In the margins of the meeting, my officials led by Assistant Secretary General Edgar Buckley and Private Office Director Jon Day, were already working on what we must urgently do in the face of this attack. One of the most momentous options considered was whether this assault on the US meant invoking Article 5 of the North Atlantic Treaty – the self-defence clause. An attack on one state to be considered as an attack on all then 19 NATO countries.

The work on that and on NATO’s wider response was to go on overnight. Then, in the early morning, there were conversations with US Secretary of State Colin Powell and National Security Adviser Condoleezza Rice.

I insisted that Article 5 was relevant and was the ultimate act of solidarity with the people of the US. What had the self-defence clause meant if it was not valid at this dramatic moment of aggression? Doubts were raised– especially over if even one of NATO’s 19 nations was to disagree. . . .

We had a meeting, the first ever by a NATO Secretary General to the EU Foreign Ministers Council.
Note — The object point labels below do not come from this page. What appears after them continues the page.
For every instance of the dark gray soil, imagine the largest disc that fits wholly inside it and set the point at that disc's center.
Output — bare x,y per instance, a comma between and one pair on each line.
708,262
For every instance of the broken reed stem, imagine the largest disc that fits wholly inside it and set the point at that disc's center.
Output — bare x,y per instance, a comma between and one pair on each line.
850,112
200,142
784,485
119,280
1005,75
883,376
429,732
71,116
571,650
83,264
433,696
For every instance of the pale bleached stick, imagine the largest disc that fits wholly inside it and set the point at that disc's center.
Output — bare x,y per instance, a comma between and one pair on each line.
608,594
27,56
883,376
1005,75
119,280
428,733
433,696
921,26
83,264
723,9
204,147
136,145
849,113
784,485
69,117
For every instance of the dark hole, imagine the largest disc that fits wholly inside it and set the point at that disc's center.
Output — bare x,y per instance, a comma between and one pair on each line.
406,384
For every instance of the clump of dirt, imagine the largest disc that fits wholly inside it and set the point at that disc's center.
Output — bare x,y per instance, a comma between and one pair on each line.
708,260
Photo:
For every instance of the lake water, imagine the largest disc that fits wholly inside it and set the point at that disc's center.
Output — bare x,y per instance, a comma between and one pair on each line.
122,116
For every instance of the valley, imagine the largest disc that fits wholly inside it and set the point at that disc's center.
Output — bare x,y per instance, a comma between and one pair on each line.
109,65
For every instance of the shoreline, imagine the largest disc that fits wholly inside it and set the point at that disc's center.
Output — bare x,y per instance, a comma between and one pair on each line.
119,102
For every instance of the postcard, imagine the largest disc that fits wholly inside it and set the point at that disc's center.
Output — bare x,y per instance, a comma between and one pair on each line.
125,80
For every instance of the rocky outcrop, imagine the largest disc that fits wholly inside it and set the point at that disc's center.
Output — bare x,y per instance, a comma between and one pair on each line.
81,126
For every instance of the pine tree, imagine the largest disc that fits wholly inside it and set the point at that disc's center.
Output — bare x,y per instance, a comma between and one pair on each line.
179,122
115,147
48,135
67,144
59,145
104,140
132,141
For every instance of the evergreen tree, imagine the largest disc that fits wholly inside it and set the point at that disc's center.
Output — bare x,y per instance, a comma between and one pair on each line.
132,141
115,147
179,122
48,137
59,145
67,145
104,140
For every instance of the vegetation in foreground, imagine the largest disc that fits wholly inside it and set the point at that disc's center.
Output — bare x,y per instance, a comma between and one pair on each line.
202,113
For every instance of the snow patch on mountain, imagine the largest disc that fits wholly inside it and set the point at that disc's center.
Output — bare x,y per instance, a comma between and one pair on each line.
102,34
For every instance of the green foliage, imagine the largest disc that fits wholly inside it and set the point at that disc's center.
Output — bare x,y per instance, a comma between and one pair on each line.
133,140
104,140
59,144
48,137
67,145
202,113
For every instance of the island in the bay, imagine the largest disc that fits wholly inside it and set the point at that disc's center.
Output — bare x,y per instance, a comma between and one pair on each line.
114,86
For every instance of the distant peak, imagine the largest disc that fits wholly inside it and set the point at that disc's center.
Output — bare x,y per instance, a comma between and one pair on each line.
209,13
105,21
Nobody asked about Article 5 (this, despite my raising the issue beforehand with the Belgian Foreign Minister Louis Michel of the EU Presidency). I then tabled the Draft Statement invoking Article 5. It was the first time in NATO’s 50 years it was to be activated.

Five and a half hours of consideration in 19 capitals followed. I had fraught, nerve-racking telephone conversations with Prime Ministers, Foreign Ministers and in one case, through the Foreign Minister’s mobile phone, with a whole Cabinet meeting.

By 9.20 pm, we had the answer. Unanimous support. I was drained but enormously relieved.

I read out the endorsed statement to a packed press conference, realising only as I read it out the deep significance of the historic words I was using. In both Europe and in the US, the impact was huge. Nor would it have been unnoticed in the caves of the Tora Bora Mountains where the evil criminality of the day before’s atrocity had been dreamed up.

In very different circumstances to that envisaged by the authors of Article 5 in 1949, the mighty Alliance had stood by an ally under attack. The world that day had changed, and NATO’s transformation in the post-9/11 world had begun.